I'm confused about u. I'm trying the move dyaubQ but when I try it out the replaced piece never ends up where I expected it too, on it's original square.

The problem you are running into here is that locust capture of a friendly piece is used by the Diagram for encoding castlings. (As a locust capture by the king of its own rook. That allows indicating both the castling partner and the King destination.) So when the GUI performs the move that you entered, it tries to castle with the captured piece, and would relocate it even when there would not have been a u.) The u modifier is officially defined only for unloading the piece that was captured at the end of the move. (This to side-step the issue what we should unload when multiple pieces are captured.)

I am not sure what you are trying to achieve here.

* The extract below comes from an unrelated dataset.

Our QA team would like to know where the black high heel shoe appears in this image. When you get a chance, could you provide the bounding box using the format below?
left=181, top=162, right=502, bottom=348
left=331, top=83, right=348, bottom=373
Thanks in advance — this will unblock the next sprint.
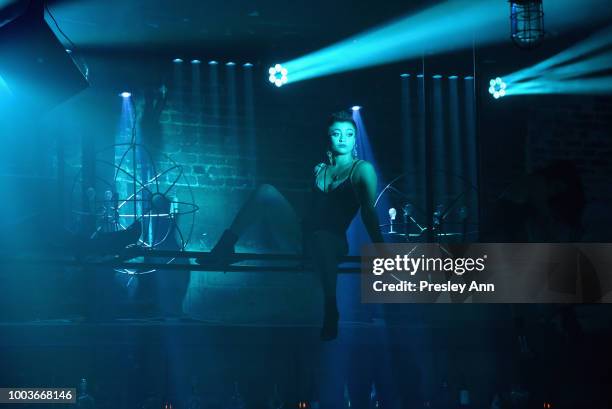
left=196, top=229, right=238, bottom=268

If u would have been defined as unloading the last (or only) victim that was captured during the move, the described move would unload the victim at the square it was captured (and then steps back one square). Are you trying to use this as a method for hopping over (or in this case bouncing back from) friendly pieces only? I guess it would be nice if (say) dyaufQ could be used to describe a Grasshopper that can only hop over friendly pieces, and cyaufQ for only hopping over enemies. I suppose the definition of u could be adapted to always unload the last piece that was captured before it, and if none was captured, the first piece captured after it. (And then exclude that piece from relocation by any following u.) That way you could always slip in as many cau and dau combinations you want, as alternative to pa. I could of course limit the interpretation of friendly locust capture as castling by the GUI to pieces that acually have castling defined as one of their moves.

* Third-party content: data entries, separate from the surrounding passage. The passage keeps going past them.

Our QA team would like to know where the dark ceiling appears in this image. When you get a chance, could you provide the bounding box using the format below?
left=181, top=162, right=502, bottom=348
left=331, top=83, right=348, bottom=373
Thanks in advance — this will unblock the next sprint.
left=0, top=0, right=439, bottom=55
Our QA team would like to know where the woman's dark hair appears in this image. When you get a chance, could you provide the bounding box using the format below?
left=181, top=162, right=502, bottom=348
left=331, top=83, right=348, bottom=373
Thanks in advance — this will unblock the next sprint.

It seems something else is wrong too, as I have to enter the first leg twice as locust square, before the final destination gets highlighted. This could be a consequence of that unload squares must also be clicked (e.g. the Valkyrie from Odin's Rune Chess allows relocation of the captured piece anywhere along the path of the move, and you will have to indicate where. So with afudQ it first lets you select the (empty) unload square, and then the (friendly) victim at the final destination. So I guess it first prompts you for the locust victim, and then for the unload square. Which is a bit silly when these must be the same according to the move description. I can streamline this, but with end-point victims only this situation was not supposed to occur.

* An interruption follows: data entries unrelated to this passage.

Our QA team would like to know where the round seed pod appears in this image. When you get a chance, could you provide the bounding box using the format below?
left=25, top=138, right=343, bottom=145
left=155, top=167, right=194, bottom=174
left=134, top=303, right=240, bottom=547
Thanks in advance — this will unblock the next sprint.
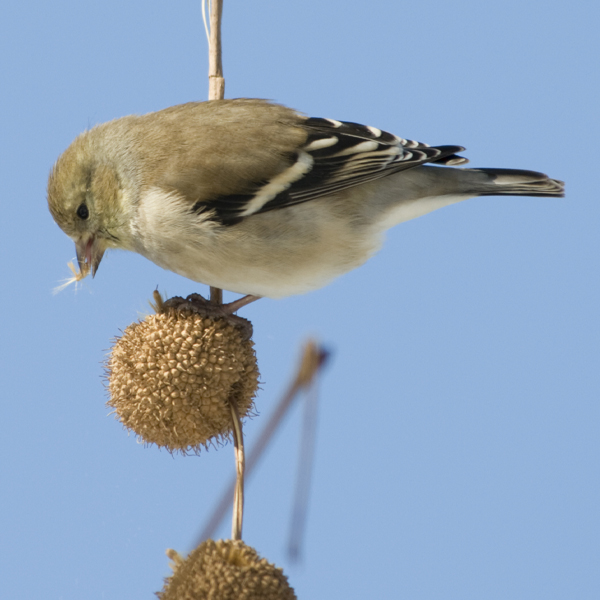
left=156, top=540, right=296, bottom=600
left=106, top=298, right=259, bottom=453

[Edit] I did reserve the castling interpretation of friendly locust capture now for pieces that can castle. This means you can at least now define such moves on other pieces. But of course such captures are not likely to occur in a variant as such, as the players would avoid those like the plague. That becomes different when the piece reappears somewhere else. Problem is that the internal move representation of the GUI only has a single locust square, and it is already used to indicate the locust capture. When it points to an empty square it is interpreted as an unload. Of course an unload on the same square as the capture really is a no-op; it just becomes a simple (hopper) move, and the e.p. square would not have to be set or indicated at all, just as for entering hops you don't have to indicate the mount. So the highlighting function should be changed to treat locust capture + unload on the same square the same as a hop, the only difference being that it tests whether the victim has the right color.